Back at the Pressure Point the lights have gone down and I turn and make a face at my husband. What’s this going to be like? Will it be any good or just an inexpensive mistake? The crowd whoops joyfully; so many people, that was a surprise! And now I can hear a gentle wash of synthesised sound. A promising start....
John Peel eventually made me spend my pocket money on all the Ultravox! albums and I wasted much time in my bedroom staring out at the streetlights in my middle-class suburban street and imagining different worlds. When Metamatic appeared I was utterly smitten. Each track seemed to map some aspect of my life in Pinner perfectly, from the yellow streetlights to the cracks in the pavement. No-one Driving was quite simply the anthem to my angst-ridden existence and I couldn’t work out how John Foxx could have looked into my life and understood things so profoundly.

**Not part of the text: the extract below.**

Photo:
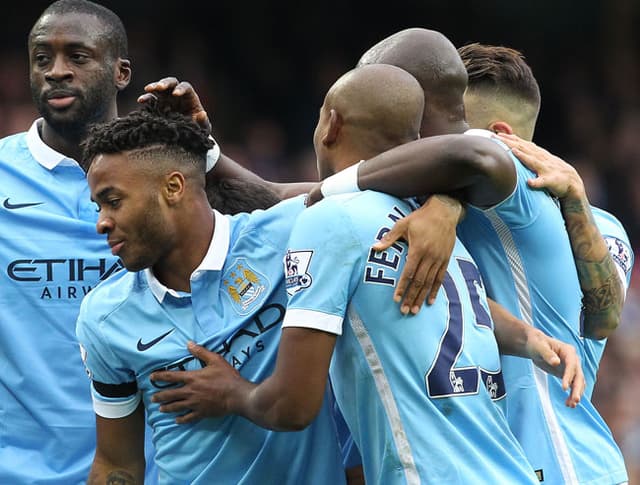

Now the synthesisers are building up the sound and are being joined by drum machine, and other noises. My apprehension is melting away, there are two banks of equipment on the stage and the tension is growing as the synthesizers hold a sustained note. I can hear a voice behind the noise singing a line and then the synthesizers unexpectedly swoop down several octaves and hit the bottom. I turn again to my husband and this time I grin with delight.
I continued to adore John Foxx for a couple of years, but in the eighties my interest waned. I didn’t much care for a lot of eighties pop music and I had a lot of other things going on. Somehow we missed his return to the music business in 1997 and it was only as we were checking out the gig listing in the window of our favourite music store in Brighton that we saw that John Foxx and Louis Gordon were to play the Pressure Point. It was cheap and very close to home, so we thought we’d take the risk. We had absolutely no idea what to expect. I wasn’t even totally convinced that it would be the same John Foxx. So many years had passed.
The synthesizers keep the note, and there are some pleasing piano-like sounds. Two figures stride onto the stage and take their places behind the banks of equipment as drum machines start to beat an intoxicating rhythm. I crane my neck and wish we’d gone closer, although it’s a small venue. The taller figure takes a breath, leans forward, and as a very familiar voice confidently starts to sing, my teenage self rushes up to greet me and I know from this moment on for certain that it’s going to be a very memorable night indeed. And yes, it is the same John Foxx, of course it is. I’m to go on to attend every show, to meet and chat with John Foxx, to make warm friends with like-minded people. But for now the crowd goes wild. And the world slides sideways.